Whatever you do, just please don’t set up some little system where you make the number of emails you send in a day or the total number of minutes you spend in a meeting any criteria for success.

Dealing With Random Senior Leader Requests

Have you ever received a request or task from someone higher up the leadership chain that, at first glance, seems to make absolutely no sense to you? Have no fear, everyone above you is much smarter than you and you should just shut up and get it done.

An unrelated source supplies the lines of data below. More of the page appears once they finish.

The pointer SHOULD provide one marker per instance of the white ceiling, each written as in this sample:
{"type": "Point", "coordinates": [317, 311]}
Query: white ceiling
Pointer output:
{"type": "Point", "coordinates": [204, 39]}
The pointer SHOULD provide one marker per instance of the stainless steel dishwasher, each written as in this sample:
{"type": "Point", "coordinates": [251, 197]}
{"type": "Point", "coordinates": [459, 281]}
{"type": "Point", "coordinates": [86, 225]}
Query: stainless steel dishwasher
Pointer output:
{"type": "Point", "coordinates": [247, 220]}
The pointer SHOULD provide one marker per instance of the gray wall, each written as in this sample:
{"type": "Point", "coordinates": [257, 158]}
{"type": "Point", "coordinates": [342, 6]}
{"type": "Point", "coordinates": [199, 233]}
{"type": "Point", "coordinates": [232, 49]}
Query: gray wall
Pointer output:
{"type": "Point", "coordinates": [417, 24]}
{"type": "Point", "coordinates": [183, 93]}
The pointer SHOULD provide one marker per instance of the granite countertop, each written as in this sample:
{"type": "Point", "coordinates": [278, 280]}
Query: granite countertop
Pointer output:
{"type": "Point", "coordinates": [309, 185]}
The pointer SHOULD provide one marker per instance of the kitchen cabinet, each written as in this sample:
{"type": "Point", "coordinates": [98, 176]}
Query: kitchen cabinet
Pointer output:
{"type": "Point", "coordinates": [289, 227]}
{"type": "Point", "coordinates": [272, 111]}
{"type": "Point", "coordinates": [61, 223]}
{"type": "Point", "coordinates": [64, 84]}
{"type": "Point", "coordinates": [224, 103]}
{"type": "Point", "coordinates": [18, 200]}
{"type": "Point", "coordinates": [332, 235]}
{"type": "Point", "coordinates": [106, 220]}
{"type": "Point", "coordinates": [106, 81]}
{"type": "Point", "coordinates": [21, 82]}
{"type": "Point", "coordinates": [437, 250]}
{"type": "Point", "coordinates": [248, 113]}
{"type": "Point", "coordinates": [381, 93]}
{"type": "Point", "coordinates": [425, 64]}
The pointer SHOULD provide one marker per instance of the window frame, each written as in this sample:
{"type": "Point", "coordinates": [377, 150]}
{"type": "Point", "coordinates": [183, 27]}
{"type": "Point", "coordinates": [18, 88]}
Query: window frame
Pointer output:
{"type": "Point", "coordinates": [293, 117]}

OK, hopefully you’re reading on to know that I’m joking. Let’s face it, those requests come every now and again and it’s important to think through how to deal with them. Here are a couple ways:

  • If it’s something with an incredibly short implementation time and has no impact on anything else long or short term, just do it. Much like the rules of GTD.
  • Ask probing questions. Try the ‘5 Whys’ trick to get an understanding of what you’re really being asked to do. Maybe you’ll develop an entirely different solution than the one being requested, or be able to better understand it and recommend something already in place. The other benefit is that with all of your questioning maybe the requestor will just get tired of answering the questions and cancel the request.
  • Hurry up and wait. Lots of time these requests are merely reactions to something urgent. Giving lots of attention immediately and outlining a plan lets the requestor know that you’ve heard him/her and respect the request. That being said, when you understand it, wait a little while before you actually do it. Sometimes (you’ll get better at understanding which ones are which) the request will actually go away and you’ll get a note that it’s not needed anymore.
  • Inform others up the chain of command. The more people you tell, the more people that will either back up the request or agree that it’s not necessary. If they agree it’s not necessary, without you telling them that of course, usually they’ll be the ones to go back to Senior Management. If enough people agree with the request it’s probably worthwhile.

Take a minute to think through these types of requests, just please don’t be a robot and do it because some senior leader asked. If they’re any good they’ll usually appreciate the fact that you thought it through first.